Outre Joe, la bonne nouvelle se trouve dans la section Un Certain Regard avec Les nuits de Zhenwu de NA Jiazuo, qui a enthousiasmé notre Gérard Delorme. Pour son premier film, NA Jiazuo fait preuve d’une confiance en lui et d’une détermination qui l’ont amené à inventer des solutions adaptées aux défis qu’il s’est posés à lui-même. Le résultat est singulier tout en restant relativement classique. Plus précisément, s’il fallait le ramener à un genre, Les Nuits de Zhenwu se classerait spontanément dans la case film noir, avec son idylle impossible entre les deux personnages principaux, qui révèle plus généralement les conflits et déterminismes inhérents à une petite ville de province. Dongzi travaille pour un récupérateur de dettes pour financer l’hôpital de son père, un ancien fauteur de trouble en phase terminale, mais qui n’a rien perdu de son caractère colérique et indépendant. En même temps, Dongzi est épris d’une fille qui tient une boutique de tatouage, mais rêve de quitter au plus vite cette petite ville étouffante, ne serait-ce que pour s’éloigner de son ex, un gangster qui ne veut pas renoncer à elle. Dongzi est sur le point de partir avec elle, son père se révélant de plus en plus odieux et ingrat, mais il est retenu par un impératif moral, probablement une réminiscence de la tradition, qui lui commande de donner la priorité à son géniteur.
Filmant la noirceur dans un style assez clair (tout est net, même la saleté), NA Jiazuo joue délibérément des oppositions à l’œuvre dans sa fiction: la lumière du jour met en évidence l’étroitesse, le manque de perspectives et la décrépitude de la petite ville, tandis que les scènes nocturnes éclairées au néon esquivent la crasse pour contribuer à une ambiance artificielle où tout peut arriver. Les plans larges de la ville elle-même, coincée entre la montagne et le fleuve, semblent ne laisser aucun avenir à ses habitants, sauf s’ils réussissent à s’en échapper. Par sa noirceur et sa mélancolie, mais aussi par sa forme en adéquation à son ambiance, Les nuits de Zhenwu fait penser au premier film de Wong Kar Wai As Tears Go By. S’il est impossible de préjuger de l’avenir de ce jeune réalisateur, on peut déjà se contenter de la découverte de ce début prometteur.

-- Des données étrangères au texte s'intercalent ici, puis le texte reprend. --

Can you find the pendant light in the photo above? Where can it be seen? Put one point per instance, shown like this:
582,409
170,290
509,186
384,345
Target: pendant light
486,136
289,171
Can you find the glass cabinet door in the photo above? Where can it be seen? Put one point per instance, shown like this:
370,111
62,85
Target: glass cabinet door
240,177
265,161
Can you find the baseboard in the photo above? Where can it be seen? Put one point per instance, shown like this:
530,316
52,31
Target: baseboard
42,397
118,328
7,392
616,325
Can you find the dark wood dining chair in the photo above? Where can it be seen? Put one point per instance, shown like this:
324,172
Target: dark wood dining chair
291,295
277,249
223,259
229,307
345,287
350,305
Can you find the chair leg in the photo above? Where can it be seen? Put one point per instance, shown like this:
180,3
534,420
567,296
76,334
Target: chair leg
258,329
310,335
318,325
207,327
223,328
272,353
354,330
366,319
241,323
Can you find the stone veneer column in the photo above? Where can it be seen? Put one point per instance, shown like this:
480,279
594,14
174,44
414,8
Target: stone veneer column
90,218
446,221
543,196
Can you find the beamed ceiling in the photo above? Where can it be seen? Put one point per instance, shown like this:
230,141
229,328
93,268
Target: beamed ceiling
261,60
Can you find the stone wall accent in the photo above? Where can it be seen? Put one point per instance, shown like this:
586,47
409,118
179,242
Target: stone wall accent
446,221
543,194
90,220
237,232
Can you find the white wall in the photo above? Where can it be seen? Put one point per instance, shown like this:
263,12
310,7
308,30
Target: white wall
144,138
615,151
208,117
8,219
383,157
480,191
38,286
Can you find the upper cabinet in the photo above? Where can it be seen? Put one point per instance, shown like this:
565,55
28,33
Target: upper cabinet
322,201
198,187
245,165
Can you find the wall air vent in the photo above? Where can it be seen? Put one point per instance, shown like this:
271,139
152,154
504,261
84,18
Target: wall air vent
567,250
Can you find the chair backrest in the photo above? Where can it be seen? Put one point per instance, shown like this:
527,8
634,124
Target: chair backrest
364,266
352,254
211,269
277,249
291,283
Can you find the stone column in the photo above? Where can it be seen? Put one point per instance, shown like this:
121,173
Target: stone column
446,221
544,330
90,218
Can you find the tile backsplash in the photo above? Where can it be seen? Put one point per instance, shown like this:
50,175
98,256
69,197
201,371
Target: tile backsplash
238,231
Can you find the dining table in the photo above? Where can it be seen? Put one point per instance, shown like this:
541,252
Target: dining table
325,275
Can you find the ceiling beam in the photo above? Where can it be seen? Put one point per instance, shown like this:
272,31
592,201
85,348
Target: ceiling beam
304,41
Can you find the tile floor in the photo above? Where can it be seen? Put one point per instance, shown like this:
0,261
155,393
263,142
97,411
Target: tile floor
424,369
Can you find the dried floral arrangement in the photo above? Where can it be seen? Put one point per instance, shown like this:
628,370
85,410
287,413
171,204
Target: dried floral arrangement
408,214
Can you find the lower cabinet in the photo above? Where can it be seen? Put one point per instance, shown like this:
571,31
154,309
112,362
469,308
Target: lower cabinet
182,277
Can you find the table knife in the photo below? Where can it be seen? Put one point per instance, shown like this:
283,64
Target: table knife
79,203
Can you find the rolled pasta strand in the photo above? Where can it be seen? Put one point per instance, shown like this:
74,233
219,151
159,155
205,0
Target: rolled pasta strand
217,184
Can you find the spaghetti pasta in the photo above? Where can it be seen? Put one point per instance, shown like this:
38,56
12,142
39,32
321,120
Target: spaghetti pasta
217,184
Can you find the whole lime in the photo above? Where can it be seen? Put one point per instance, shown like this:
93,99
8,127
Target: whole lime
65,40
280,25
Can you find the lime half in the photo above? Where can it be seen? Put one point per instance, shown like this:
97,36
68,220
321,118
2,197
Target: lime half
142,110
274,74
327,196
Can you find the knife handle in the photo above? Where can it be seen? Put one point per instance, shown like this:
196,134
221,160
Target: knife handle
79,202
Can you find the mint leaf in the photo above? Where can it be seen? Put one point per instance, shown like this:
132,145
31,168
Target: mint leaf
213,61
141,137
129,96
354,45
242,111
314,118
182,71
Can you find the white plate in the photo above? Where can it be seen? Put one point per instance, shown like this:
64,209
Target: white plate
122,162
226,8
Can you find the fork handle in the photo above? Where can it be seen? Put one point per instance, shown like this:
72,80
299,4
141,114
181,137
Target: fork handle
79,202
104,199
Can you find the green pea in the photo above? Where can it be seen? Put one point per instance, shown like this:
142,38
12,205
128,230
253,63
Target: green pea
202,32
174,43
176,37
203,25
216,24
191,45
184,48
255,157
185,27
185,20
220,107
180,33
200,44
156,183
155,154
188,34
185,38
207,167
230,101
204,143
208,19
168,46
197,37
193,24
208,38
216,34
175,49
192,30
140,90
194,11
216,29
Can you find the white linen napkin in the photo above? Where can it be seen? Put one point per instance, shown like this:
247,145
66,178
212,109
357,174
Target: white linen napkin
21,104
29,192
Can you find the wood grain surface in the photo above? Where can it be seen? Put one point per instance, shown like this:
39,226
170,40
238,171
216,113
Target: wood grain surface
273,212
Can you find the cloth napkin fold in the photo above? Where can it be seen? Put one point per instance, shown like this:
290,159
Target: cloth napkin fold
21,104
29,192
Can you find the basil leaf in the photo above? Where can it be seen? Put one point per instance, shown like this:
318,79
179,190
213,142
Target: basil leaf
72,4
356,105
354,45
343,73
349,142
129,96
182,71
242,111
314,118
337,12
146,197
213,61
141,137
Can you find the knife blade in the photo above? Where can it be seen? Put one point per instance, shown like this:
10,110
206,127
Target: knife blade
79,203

Enfin, on signalera aux amoureux de la vie la projection sur la plage d’une merveille gonflée aux tensions (sexuelles, sociales etc): Lovers Rock de Steve McQueen, qui fait partie des cinq épisodes de la série Small Axe, qui a reçu le label Cannes 2020 et qui méritait une redécouverte sur grand écran au Festival de Cannes tant il aurait pu prétendre à une Palme d’or. C’est ni plus ni moins qu’une longue teuf dans un appartement, au sein de la communauté jamaïquaine dans le Londres des années 1980, avec la meilleure musique d’alors. Et on y vit la fête avec la même intensité et la même excitation que devant l’interdit – soit, à fond, sans limite. Alors, les garçons au départ d’un côté, les filles de l’autre, se chauffent à distance, les couples se forment comme ils se déforment en un claquement de doigt, ils dansent à deux quand d’autres dansent seuls. Des plans d’ensemble et des plans serrés, c’est collectif et intime dans le même mouvement. Entendre Silly Games de Janet Kay donne envie que la fête ne s’arrête jamais. Que Cannes ne s’arrête jamais. Transe collective, Lovers Rock chauffe les sens et réchauffe le coeur. Avant la gueule de bois du terrible France de Bruno Dumont, dont nous reparlerons dans la gazette demain et qui n’a pas laissé le panel Chaos insensible.